Andy McDonald, the shadow transport secretary, said the corporation needed to “look in the mirror” with regards to its impartiality.
Appearing on BBC Radio 4’s Today programme this morning, Mr McDonald was asked about Labour’s defeat and Jeremy Corbyn’s role in it.
Mr McDonald said: “Don’t get me started on the media, Justin. I’m very worried about our public service broadcaster.”
Asked if the BBC was in part responsible for Labour’s loss, Mr McDonald replied: “I am saying that they played a part. I’m really worried about the drift. You’ve seen the catalogue of criticisms that we’re making.
“We’ve accepted that the print media are rained against us, but my goodness me. I’m going to look at us.
“We’re the important part here. We got this wrong, but if the BBC are going to hold themselves out as somehow having conducted themselves in an impartial manner, I think they’ve really got to have a look in the mirror. We’ve got a lot to say about this.”
Asked if the BBC “consciously” played a part, Mr McDonald replied: “Consciously, yes.”
He added: “When you have a BBC presenter standing in front of a television camera saying ‘and Boris Johnson is on his way to a richly-deserved victory’.”
Webb said: “Oh, it’s a slip of the tongue. That’s absolute madness, isn’t it?”
Mr McDonald said: “How many slips of the tongue are we going to make until you accept it?”
He praised Mr Corbyn and said he had been “vilified”.

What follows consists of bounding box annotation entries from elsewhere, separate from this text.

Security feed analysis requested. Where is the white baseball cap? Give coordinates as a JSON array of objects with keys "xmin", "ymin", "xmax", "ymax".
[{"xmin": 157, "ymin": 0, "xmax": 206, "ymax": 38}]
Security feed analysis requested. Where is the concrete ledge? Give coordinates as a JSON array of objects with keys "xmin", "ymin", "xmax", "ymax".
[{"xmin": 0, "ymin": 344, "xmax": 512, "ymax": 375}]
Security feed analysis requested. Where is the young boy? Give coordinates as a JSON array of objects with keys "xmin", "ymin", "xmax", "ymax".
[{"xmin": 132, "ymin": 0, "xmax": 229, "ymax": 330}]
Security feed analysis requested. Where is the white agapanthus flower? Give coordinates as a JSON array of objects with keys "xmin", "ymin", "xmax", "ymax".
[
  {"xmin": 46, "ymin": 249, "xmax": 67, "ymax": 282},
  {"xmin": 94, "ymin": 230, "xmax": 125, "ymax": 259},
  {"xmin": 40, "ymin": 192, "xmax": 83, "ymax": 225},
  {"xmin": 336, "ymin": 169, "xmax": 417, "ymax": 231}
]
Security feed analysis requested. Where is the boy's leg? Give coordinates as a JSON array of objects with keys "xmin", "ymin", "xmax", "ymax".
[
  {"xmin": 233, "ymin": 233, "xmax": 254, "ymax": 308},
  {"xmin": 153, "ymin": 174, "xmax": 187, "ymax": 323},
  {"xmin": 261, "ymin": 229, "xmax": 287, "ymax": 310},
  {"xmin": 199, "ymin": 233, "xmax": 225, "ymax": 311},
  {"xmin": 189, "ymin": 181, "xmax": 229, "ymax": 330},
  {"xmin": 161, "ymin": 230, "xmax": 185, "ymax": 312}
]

Criticism of the BBC included when political editor Laura Kuenssberg reported on postal votes ahead of polling day and a BBC reporter suggested Mr Johnson “so deserved” a majority - which Mr Webb said was a slip of the tongue.
Mr Corbyn is due to step down as Labour leader in the wake of his party’s disastrous showing on Thursday, which saw traditional red seats in the north turn Tory for the first time in decades.
He blamed the media and Brexit for his party’s defeat.
BBC journalist Huw Edwards, who anchored the election night for the first time since David Dimbleby announced he would step down, defended the organisation in a blog post.
He said: “I work in an organisation where thousands of journalists provide material for countless outlets on television, radio, and online (in all its forms).
“We are all committed to providing a fair service, but we sometimes make mistakes which we deeply regret.
“The most curious notion of all (promoted with great energy by the BBC's critics on both left and right) is that these mistakes are often 'deliberate', carefully planned to undermine one party and boost another.
“These critics imagine a world in which thousands of BBC journalists - of all backgrounds, nationalities, outlooks - work to a specific political agenda 'dictated' by 'a few powerful individuals' as one commentator insisted recently on social media.
“In the last week of the campaign, I was simultaneously accused (yeah, by The Sun) of being a Labour supporter, and (on Twitter) of deliberately facilitating a Conservative victory.
“I have been accused of being a Plaid Cymru voter (this is a difficult notion in London, I have to say) and in one spectacular zinger of a letter a few years ago, a 'vile Welsh neo-con'. Whatever.”